Cerré los ojos, rezando silenciosamente: Dios, haz que los gemelos continúen sanos y salvos hasta que salgamos de aquí…, que vivan hasta que lleguemos a un lugar luminoso y soleado, donde nunca se cierren las puertas con llave…, por favor.

—Ve tú primero a bañarte —dijo Chris, sentándose en su lado de la cama, volviéndome la espalda. Tenía la cabeza inclinada; era la noche en que le tocaba a él bañarse primero.

Fui al baño como una sonámbula, e hice allí lo que tenía que hacer, y salí por fin envuelta en mi bata más gruesa, de más abrigo, y que más enteramente me cubría. Me había limpiado completamente el rostro de todo maquillaje, y me había lavado el pelo con champú, por lo que estaba todavía un poco húmedo al sentarme en la cama para cepillármelo bien, en forma de ondas relucientes.

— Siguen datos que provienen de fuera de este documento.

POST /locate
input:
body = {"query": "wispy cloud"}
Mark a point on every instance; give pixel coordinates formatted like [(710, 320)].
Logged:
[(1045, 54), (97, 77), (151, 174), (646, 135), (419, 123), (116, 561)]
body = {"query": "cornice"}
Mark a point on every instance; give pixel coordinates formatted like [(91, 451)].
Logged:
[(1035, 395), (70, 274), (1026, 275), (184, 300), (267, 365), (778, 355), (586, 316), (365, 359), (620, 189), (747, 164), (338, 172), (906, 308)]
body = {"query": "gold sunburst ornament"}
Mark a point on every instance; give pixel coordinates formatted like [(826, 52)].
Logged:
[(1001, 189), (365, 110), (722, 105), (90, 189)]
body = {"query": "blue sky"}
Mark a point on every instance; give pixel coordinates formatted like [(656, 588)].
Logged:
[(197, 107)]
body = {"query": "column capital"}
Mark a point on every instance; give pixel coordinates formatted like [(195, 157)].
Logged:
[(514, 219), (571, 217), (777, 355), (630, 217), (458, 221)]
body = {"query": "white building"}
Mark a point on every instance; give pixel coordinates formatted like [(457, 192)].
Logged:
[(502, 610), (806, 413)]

Chris se levantó en silencio y entró en el cuarto de baño sin mirar a donde yo estaba, y cuando salió, largo tiempo después, yo continuaba aún sentada, cepillándome el pelo, pero sus ojos tampoco buscaron los míos. Ni tampoco quería yo que me mirase.

Unas de las reglas de la abuela era que teníamos que arrodillarnos junto a nuestras camas todas las noches para decir nuestras oraciones. Y, sin embargo, aquella noche, ninguno de los dos se arrodilló a rezar oraciones. Con frecuencia me ocurría que me arrodillaba junto a la cama y juntaba las manos bajo la barbilla, y me encontraba sin saber qué rezar, porque ya había rezado muchísimo sin ningún resultado.

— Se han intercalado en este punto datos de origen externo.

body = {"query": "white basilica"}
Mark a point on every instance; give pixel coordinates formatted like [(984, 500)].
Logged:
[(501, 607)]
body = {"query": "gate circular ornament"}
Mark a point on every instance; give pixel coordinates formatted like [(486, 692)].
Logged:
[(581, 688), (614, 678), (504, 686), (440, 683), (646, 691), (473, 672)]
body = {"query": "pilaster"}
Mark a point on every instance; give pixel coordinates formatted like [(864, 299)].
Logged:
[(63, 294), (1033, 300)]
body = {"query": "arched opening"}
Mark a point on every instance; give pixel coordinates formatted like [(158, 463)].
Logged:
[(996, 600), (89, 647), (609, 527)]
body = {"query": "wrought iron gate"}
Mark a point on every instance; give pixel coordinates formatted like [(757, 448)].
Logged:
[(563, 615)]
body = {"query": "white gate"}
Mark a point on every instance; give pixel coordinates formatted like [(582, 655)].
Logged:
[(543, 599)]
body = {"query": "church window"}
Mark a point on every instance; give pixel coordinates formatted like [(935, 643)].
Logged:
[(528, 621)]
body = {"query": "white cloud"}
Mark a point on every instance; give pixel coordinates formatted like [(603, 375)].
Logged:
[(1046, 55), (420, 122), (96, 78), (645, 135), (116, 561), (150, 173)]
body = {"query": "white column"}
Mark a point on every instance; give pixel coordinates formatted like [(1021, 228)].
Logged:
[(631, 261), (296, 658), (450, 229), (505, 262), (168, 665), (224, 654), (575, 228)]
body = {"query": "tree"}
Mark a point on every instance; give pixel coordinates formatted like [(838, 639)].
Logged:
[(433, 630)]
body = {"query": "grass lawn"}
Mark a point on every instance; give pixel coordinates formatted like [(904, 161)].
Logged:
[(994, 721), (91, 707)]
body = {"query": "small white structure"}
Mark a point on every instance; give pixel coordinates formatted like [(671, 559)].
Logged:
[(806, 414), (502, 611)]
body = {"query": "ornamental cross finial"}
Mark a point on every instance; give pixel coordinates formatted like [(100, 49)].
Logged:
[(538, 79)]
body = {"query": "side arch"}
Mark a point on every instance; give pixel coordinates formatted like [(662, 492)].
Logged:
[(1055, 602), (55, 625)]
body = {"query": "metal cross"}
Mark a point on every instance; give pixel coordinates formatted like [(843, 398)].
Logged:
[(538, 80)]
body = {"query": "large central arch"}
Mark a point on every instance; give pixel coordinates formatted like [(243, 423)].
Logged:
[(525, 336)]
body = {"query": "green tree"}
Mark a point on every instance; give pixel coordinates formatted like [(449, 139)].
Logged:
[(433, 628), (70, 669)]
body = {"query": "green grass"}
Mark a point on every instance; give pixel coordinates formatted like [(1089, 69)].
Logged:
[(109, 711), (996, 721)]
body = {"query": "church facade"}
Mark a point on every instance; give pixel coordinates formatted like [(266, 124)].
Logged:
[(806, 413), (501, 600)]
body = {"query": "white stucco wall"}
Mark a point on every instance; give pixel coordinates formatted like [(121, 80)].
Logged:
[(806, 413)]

Y entonces me quedaba allí arrodillada, con la cabeza vacía y el corazón yerto, pero tanto mi cuerpo como las puntas de mis nervios lo sentían todo y gritaban todo lo que no conseguía forzarme a mí misma a pensar, tanto menos decir.

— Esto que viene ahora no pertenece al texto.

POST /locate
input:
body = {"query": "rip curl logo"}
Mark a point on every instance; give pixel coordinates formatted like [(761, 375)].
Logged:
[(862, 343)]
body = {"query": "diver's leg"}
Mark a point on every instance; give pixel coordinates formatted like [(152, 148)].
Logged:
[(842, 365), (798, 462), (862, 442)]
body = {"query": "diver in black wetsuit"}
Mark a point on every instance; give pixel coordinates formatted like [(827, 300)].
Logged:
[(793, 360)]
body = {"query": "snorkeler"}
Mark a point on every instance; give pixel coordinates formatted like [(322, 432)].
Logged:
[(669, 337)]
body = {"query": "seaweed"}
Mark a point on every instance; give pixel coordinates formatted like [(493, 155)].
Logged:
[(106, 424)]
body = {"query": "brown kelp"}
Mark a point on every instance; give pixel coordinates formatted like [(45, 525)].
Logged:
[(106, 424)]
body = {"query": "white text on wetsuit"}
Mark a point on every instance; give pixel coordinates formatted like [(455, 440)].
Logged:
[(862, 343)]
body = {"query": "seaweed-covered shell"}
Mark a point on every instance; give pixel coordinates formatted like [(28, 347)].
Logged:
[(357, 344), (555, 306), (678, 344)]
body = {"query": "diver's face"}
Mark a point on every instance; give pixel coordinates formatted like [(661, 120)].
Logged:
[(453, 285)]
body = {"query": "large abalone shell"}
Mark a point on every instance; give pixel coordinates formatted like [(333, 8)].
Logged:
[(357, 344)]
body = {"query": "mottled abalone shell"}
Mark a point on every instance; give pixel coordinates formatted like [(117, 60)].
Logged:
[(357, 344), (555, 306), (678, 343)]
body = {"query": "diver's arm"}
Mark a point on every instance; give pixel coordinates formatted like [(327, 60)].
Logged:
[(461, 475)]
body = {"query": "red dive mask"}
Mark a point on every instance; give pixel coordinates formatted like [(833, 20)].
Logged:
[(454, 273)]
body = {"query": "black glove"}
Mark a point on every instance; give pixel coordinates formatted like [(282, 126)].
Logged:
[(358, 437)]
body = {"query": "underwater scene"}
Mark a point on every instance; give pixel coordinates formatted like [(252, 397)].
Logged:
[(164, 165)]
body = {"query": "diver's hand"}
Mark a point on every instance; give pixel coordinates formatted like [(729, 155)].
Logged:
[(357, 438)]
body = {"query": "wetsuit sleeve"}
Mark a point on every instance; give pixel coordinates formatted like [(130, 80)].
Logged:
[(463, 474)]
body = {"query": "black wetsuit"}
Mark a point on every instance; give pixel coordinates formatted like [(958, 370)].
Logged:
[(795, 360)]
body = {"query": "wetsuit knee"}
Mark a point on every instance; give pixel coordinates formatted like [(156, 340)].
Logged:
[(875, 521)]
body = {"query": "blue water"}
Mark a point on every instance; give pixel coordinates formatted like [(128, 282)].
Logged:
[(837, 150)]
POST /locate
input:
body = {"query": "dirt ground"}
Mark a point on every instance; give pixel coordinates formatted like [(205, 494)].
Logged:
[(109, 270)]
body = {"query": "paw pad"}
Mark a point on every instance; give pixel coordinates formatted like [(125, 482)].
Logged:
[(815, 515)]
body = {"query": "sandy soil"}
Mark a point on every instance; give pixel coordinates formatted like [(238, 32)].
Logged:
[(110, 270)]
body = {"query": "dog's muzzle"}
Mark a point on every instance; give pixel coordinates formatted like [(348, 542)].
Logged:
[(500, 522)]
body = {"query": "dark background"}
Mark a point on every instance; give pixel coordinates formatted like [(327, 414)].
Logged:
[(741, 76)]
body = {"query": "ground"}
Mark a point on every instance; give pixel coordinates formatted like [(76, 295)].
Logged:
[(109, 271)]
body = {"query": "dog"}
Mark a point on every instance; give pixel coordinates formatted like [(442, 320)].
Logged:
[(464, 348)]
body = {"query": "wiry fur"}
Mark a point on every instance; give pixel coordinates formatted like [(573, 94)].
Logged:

Me tendí al lado de Carrie, cara arriba, sintiéndome manchada y cambiada por aquel librote que quería volver a ver y del que leería, si me era posible, todo el texto, hasta la última palabra. Quizá lo propio de una señorita habría sido dejar el libro donde lo había encontrado al darme cuenta de cuál era su tema, y, ciertamente, debiera haberlo cerrado en cuanto Chris se me acercó a mirarlo por encima del hombro. Ya sabía que no era ninguna santa, ningún ángel, ninguna puritana, y sentía en mis huesos que algún día, en un futuro próximo, tendría necesidad de saber todo lo que era posible saber sobre la manera de usar el cuerpo para hacer el amor.

Lenta, muy lentamente, volví la cabeza para ver, a través de la semioscuridad rosada, lo que estaba haciendo Chris.

Estaba echado de lado bajo la colcha, mirándome. Sus ojos brillaban contra alguna luz débil, serpenteante, que se filtraba por entre las pesadas cortinas, porque la luz que se veía en sus ojos no era de color rosado.

—¿Te encuentras bien? —preguntó.

—Sí, voy tirando. —Y le deseé las buenas noches con una voz extraña.

—Buenas noches, Cathy —dijo él, con una voz que tampoco era la suya.